Are these savings due to selection? No, the authors controlled for that. They write:

Consumer-directed enrollees in these large employer plans spent less on health care than enrollees in traditional plans even in the year prior to their enrollment, and the estimates above controlled for this favorable selection into the consumer-directed plans.

Are “vulnerable populations” (high risk and/or low income) disadvantaged? They don’t seem to be.  While “nonvulnerable” families decreased spending by 20.9 percent, those with low incomes reduced spending by 17.3 percent and those with chronic conditions reduced it by 14.7 percent.

Do people cut back on necessary care? Here it is hard to tell. Inpatient care dropped by 22.1 percent, outpatient by 18.2 percent, and prescription drugs by 16.0 percent.  The drop in preventive care was much less, ranging from 2.7 to 4.7 percent for six different procedures. The authors note that prevention was fully covered in all these cases, so:

… Ongoing communication with plan enrollees may be necessary to improve their understanding and use of preventive service benefits.

They add:
One objective of consumer-directed plans is to encourage greater consumer shopping for health care. Our findings that reductions in spending occur through lower spending per episode, more use of generic versus brand-name drugs, less use of specialists, and lower inpatient hospitalization suggest that these plans do induce changes in treatment choices and not just access. Further research is required to determine whether these are appropriate changes, and our findings concerning preventive care demonstrate that more information is needed to improve consumer decision-making.
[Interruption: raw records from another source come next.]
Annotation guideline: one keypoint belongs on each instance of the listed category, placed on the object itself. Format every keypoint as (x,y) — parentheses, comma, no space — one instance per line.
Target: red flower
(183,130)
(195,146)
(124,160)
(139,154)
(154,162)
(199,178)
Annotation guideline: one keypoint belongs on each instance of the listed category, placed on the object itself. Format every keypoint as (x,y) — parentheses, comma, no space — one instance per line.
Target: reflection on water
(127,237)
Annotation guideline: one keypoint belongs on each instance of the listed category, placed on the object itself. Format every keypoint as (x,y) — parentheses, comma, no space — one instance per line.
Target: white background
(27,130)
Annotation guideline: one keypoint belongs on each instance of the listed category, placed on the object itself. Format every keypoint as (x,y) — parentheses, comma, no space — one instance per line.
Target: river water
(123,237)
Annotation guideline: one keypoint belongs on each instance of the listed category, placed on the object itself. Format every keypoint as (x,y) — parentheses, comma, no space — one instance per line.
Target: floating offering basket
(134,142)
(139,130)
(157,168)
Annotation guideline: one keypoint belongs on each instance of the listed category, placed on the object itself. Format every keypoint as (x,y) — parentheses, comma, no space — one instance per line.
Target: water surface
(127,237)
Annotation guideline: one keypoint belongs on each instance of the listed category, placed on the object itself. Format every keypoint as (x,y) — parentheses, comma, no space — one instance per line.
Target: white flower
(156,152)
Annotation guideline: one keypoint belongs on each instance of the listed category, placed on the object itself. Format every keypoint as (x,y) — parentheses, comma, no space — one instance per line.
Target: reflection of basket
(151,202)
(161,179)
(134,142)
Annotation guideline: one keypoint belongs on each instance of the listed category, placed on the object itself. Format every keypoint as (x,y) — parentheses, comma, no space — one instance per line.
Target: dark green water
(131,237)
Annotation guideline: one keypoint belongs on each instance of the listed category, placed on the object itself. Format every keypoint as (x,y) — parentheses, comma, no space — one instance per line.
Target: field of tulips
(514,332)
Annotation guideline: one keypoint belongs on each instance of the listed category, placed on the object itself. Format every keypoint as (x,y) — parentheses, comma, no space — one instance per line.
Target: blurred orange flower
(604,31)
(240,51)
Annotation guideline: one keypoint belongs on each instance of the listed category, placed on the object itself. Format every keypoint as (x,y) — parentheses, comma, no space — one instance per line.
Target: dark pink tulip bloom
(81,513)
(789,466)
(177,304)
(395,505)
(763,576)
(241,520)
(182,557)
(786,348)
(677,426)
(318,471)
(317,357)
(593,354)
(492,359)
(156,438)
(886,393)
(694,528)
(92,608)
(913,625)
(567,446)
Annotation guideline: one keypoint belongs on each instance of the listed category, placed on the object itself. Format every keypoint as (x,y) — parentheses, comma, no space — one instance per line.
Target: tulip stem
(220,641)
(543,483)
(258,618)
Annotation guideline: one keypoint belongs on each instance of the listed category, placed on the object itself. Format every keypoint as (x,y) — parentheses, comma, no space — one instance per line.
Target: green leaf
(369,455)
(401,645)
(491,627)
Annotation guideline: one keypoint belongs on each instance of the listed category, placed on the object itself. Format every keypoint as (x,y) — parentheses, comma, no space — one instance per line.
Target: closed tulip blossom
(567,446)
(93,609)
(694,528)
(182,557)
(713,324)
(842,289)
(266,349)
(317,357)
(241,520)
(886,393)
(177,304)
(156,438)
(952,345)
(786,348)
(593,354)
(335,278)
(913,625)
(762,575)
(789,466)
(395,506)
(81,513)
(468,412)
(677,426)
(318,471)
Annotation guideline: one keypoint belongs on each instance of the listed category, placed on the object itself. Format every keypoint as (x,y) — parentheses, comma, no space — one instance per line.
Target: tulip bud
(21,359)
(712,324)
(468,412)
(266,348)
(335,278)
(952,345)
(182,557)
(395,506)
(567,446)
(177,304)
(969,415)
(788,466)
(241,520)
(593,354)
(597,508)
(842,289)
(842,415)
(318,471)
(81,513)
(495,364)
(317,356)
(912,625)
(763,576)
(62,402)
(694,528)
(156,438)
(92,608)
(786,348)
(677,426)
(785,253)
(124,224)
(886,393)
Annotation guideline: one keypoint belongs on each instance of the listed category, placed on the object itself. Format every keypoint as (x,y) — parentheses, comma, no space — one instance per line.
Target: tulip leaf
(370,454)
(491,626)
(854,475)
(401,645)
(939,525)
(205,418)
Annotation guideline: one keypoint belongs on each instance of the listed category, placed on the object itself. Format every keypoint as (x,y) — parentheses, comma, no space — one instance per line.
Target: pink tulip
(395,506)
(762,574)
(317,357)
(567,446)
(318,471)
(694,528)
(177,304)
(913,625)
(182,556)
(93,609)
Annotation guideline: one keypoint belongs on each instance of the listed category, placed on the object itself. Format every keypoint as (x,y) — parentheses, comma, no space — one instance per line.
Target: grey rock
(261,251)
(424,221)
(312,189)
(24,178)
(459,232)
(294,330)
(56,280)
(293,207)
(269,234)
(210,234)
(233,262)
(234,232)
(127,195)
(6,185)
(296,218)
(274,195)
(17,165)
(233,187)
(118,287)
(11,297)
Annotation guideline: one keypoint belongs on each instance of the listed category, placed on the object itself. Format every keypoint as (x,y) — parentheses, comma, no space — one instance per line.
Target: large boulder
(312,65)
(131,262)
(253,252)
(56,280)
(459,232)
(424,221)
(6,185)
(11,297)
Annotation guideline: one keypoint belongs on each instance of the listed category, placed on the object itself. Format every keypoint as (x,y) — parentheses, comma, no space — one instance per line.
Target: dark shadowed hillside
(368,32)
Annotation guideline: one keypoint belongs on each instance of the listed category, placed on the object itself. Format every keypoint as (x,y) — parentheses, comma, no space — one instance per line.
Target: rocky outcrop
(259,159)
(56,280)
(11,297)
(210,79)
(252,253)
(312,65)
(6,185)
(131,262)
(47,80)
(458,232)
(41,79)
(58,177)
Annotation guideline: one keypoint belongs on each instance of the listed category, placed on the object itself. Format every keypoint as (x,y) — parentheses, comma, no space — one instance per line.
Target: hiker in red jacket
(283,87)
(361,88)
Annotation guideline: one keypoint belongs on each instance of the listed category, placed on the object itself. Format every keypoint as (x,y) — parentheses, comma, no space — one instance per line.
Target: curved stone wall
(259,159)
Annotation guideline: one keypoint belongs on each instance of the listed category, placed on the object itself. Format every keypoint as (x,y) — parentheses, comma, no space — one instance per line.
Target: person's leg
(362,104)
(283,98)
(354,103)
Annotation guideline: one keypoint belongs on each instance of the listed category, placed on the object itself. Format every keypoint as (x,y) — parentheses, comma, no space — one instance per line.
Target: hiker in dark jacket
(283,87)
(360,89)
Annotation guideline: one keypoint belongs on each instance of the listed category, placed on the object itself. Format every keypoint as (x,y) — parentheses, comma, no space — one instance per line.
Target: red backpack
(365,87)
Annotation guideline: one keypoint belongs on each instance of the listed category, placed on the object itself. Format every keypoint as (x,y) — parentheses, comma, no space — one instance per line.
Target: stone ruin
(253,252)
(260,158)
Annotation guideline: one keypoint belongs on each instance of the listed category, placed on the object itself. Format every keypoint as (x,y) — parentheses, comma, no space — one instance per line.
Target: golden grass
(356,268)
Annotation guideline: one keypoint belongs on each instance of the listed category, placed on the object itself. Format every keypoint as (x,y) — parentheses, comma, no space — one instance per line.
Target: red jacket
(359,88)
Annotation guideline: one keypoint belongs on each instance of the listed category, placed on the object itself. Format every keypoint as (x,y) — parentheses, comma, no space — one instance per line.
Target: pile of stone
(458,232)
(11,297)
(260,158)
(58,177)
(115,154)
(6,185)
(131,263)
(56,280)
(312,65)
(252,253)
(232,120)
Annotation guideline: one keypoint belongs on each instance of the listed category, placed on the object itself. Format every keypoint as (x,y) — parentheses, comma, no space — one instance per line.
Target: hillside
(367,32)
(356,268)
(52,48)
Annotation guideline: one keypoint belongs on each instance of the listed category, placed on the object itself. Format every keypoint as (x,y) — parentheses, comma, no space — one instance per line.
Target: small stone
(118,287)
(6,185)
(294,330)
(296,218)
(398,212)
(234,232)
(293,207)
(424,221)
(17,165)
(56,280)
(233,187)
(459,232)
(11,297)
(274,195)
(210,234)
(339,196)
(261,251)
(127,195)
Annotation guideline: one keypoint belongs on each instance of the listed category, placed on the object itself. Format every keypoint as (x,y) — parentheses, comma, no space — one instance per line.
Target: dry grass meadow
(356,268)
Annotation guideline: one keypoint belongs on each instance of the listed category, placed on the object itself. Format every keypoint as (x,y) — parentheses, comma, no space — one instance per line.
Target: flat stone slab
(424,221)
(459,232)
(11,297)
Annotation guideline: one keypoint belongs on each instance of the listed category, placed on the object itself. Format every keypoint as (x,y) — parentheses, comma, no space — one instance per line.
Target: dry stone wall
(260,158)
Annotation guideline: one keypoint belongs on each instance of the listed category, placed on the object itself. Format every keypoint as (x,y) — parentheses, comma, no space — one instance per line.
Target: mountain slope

Once again, these authors have done some excellent research and we hope they continue this work. In particular, it would be very useful to find out more about the effects over time (how is trend affected?) and how effective are various forms of employee and patient education, support services, and access to information.
One of our main contentions has always been that people will navigate the system better as they become more accustomed to it. It would be useful to test that theory in real-world conditions.

Perhaps most importantly, this kind of quality research may persuade the so-called “research community” to finally put aside their partisan opposition and begin to take this trend seriously. It is the future of health care.